Sans cesse s’élève une idée, un espoir, ancré dans la nature humaine. Celui de pouvoir s'échapper du flot imperturbable du temps, pour se retrouver, s’épanouir,  dans une éternité inaltérable et paisible, où peut être même les sensations  pourraient se fondre dans une continuité inconnue...    
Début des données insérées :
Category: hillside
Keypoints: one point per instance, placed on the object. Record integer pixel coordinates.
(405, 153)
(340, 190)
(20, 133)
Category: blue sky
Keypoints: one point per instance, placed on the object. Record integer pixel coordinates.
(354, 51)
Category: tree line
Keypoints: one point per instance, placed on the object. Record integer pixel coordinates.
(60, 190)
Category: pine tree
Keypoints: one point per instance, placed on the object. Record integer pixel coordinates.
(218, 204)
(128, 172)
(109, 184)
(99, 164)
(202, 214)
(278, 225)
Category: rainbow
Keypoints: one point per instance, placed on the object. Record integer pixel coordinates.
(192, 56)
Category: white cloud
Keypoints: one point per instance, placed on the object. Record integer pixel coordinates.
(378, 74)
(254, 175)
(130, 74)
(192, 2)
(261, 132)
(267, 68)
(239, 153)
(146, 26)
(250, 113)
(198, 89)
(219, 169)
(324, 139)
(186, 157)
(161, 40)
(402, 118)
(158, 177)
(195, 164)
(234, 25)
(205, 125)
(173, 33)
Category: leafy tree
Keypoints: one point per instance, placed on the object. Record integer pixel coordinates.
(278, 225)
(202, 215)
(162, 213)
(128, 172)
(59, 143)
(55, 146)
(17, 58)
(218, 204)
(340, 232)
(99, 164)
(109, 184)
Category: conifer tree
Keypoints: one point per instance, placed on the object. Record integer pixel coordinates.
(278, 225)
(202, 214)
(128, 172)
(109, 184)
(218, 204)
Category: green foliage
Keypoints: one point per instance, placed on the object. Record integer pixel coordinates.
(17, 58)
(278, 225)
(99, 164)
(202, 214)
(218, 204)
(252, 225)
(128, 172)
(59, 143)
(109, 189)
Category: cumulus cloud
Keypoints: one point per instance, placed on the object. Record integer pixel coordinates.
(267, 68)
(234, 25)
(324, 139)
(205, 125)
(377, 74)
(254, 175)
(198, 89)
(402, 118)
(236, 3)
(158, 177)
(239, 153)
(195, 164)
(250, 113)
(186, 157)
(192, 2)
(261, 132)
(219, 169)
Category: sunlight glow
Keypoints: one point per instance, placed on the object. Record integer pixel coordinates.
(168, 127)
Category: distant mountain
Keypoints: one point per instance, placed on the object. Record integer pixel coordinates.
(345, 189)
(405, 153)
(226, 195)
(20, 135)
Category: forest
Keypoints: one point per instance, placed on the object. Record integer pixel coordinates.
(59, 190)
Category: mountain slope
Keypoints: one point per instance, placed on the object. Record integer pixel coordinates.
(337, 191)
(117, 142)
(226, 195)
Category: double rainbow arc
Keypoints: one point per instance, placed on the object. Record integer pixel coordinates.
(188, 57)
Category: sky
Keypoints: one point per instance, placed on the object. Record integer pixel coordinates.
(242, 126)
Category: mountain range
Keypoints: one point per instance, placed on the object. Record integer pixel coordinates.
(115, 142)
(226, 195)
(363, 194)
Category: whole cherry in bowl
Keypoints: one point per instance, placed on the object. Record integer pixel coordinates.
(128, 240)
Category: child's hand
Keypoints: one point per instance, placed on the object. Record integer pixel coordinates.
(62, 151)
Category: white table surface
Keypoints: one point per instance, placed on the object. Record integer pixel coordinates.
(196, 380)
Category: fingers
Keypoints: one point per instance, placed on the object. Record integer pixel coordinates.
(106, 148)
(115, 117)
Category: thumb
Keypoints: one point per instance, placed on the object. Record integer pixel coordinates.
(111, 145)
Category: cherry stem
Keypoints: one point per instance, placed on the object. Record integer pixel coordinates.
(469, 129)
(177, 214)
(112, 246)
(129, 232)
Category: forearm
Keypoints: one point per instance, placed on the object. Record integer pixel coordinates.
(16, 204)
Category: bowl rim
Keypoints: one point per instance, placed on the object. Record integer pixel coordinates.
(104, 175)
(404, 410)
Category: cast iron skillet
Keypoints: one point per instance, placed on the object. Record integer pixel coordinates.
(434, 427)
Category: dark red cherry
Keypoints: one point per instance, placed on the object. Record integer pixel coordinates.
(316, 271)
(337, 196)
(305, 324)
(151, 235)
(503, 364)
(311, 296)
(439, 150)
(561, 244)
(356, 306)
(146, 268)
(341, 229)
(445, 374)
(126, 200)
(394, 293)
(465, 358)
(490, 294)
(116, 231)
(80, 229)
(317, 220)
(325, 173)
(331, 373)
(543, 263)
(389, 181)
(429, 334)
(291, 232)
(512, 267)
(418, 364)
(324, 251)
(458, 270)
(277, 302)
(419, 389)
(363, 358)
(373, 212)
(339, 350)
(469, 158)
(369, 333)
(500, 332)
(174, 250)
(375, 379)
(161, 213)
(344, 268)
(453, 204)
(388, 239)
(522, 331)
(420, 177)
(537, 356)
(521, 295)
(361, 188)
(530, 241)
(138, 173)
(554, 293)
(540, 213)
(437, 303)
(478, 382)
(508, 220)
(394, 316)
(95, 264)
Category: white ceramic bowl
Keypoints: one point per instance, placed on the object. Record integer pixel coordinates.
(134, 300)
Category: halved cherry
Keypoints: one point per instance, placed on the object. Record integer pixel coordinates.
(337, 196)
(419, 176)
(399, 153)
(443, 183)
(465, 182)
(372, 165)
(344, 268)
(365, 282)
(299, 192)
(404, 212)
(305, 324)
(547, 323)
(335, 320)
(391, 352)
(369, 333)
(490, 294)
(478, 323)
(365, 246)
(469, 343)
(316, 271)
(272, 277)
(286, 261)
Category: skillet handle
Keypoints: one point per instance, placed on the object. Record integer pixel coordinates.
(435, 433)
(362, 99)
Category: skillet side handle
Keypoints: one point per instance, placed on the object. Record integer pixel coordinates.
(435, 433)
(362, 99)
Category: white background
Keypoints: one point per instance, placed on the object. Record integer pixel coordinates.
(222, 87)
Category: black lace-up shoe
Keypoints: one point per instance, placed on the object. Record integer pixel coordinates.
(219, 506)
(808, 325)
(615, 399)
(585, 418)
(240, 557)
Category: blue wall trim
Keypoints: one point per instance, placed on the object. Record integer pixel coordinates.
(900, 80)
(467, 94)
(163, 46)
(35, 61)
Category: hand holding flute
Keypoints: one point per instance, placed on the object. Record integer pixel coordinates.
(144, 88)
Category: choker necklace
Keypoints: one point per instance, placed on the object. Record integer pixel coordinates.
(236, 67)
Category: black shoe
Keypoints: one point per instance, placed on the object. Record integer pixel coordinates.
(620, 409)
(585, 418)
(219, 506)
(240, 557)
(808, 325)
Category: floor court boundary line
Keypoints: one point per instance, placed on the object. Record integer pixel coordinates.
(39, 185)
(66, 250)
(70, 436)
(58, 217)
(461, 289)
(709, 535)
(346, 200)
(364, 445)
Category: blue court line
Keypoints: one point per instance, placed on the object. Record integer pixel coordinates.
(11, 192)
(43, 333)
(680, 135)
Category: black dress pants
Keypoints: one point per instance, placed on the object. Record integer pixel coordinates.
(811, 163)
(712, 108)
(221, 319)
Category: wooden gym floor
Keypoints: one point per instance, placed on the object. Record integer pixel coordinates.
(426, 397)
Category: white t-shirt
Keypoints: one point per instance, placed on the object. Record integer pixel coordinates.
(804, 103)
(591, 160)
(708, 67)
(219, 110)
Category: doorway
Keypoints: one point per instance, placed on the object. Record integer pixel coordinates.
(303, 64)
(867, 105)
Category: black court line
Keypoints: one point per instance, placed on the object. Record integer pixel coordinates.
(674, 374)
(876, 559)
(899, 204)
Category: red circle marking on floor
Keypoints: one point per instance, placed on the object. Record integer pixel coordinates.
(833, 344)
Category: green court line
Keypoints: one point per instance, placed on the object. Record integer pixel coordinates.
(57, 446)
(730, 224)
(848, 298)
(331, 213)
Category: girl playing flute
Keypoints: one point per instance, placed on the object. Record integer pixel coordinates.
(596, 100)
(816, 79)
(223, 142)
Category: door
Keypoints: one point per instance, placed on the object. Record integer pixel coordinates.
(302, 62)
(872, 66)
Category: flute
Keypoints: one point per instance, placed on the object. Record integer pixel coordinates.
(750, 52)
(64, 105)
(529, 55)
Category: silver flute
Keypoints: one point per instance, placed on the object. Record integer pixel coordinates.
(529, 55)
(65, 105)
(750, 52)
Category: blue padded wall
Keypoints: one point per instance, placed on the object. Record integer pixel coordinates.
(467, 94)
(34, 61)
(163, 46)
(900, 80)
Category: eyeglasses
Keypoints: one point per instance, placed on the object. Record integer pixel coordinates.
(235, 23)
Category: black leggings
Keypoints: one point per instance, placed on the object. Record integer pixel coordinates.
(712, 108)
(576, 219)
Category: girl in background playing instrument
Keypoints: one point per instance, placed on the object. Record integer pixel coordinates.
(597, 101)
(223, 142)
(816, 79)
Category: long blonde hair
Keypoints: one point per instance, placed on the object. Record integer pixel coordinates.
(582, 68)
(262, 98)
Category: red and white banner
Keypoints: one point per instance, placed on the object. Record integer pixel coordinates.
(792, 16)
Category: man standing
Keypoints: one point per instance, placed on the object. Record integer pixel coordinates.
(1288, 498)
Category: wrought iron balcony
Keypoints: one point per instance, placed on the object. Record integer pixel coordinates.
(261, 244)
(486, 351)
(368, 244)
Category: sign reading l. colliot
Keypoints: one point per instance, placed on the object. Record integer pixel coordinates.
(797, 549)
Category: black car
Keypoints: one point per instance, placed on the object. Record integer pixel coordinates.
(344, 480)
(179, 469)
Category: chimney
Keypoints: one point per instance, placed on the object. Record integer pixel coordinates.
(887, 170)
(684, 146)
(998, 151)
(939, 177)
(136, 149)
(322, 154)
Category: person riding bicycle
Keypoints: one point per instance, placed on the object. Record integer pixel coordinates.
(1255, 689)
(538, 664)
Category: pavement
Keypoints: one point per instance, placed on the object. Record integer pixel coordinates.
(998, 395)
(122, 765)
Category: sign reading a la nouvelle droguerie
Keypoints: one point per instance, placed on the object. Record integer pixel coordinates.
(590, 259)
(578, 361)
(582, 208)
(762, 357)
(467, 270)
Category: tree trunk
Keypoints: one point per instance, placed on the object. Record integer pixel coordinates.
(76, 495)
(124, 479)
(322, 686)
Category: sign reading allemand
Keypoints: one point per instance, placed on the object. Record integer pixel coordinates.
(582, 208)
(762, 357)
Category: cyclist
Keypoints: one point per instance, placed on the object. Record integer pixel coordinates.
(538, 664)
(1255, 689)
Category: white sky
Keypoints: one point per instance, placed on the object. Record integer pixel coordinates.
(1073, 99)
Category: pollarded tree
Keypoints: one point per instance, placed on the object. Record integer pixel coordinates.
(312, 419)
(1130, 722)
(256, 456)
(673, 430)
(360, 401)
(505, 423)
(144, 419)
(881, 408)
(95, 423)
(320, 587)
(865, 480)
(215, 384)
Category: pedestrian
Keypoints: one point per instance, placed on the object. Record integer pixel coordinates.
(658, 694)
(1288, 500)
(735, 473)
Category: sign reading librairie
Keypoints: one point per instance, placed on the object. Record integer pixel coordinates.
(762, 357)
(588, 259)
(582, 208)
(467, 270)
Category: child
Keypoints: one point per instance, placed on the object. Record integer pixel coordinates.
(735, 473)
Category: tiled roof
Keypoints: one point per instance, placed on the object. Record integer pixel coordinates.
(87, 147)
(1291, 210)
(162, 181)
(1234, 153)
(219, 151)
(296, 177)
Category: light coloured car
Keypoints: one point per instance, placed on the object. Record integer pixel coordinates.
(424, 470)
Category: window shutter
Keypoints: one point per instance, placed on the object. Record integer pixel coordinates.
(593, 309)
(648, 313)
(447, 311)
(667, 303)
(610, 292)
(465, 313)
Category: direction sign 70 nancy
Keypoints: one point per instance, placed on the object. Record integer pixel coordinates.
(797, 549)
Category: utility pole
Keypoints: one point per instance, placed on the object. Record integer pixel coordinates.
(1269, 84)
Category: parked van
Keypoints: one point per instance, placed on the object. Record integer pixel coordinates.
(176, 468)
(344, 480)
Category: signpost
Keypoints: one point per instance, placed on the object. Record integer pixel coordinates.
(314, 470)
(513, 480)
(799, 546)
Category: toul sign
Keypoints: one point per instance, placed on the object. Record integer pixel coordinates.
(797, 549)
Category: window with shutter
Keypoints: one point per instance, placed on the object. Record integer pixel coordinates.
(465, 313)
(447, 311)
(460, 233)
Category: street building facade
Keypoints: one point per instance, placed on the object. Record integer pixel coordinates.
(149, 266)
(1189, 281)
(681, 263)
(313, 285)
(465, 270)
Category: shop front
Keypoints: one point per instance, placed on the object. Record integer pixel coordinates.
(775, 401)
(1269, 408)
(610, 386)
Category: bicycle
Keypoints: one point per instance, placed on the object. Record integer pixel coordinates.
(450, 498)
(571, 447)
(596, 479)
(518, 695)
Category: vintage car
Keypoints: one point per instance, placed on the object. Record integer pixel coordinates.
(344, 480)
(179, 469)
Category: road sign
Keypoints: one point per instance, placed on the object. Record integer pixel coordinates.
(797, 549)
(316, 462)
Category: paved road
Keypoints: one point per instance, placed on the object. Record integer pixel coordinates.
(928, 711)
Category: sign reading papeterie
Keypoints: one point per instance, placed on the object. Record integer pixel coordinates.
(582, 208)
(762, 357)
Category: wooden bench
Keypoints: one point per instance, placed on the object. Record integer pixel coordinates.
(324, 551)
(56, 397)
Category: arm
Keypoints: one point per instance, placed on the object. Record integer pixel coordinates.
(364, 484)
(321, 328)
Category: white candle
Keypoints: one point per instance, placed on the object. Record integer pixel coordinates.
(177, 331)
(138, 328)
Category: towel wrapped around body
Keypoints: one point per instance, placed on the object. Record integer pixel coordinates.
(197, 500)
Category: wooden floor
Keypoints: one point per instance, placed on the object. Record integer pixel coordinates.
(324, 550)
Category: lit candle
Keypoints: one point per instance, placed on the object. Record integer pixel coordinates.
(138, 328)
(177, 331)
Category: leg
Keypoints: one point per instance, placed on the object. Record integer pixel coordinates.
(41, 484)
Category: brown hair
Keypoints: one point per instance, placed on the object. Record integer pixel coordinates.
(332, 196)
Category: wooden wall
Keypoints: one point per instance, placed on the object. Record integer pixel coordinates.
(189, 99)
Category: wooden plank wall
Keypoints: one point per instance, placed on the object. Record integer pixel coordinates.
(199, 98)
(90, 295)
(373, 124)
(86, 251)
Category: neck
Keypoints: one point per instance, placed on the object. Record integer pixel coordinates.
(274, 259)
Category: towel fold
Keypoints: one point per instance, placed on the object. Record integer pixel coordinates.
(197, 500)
L'art est une magie. L'art de la musique hypnotise nos sens. Il modèle, il cisèle le temps. Par la communion avec un seul ou une diversité de sons, nous voyageons à travers les espaces physiques et temporels.  

Les poètes et les musiciens, parmi d'autres gens de bien, sont devenus addicts à cette qualité de transport de l’âme. Vagabonds de l’esprit, certains rapportent ensuite sur papier les fruits de ces découvertes, pour cultiver leur souvenir ou immerger autrui dans un rêve de liberté.

Quand la musique aura cessé, nous reprendrons pied sur le rivage.

Révélée et renforcée en nous sera la quête pour l'éternité.

La musique de Bach parle. Elle constitue un pain quotidien, un livre de chevet, une bible, où l'on reçoit sans cesse de nouvelles lumières. Ce papier jauni, cette encre séchée révèle par une impalpable alchimie, notre plus intemporelle substance.

Lorsque l’auditeur prête l'oreille à une transcription, il parcourt simultanément deux chemins. Celui, mémorisé, de l'interprétation préférée, et le nouveau sentier proposé par la transcription.

Rivalité à chaque pas, enjeux. Paysages inattendus ? Emois troublants ? Mise en accusation ? Coups de foudre?

Nous sommes tous sur le qui vive.

L'esprit, gyrovague opportuniste, cible son désennui, ses étonnements, poursuit inlassablement sa propre découverte.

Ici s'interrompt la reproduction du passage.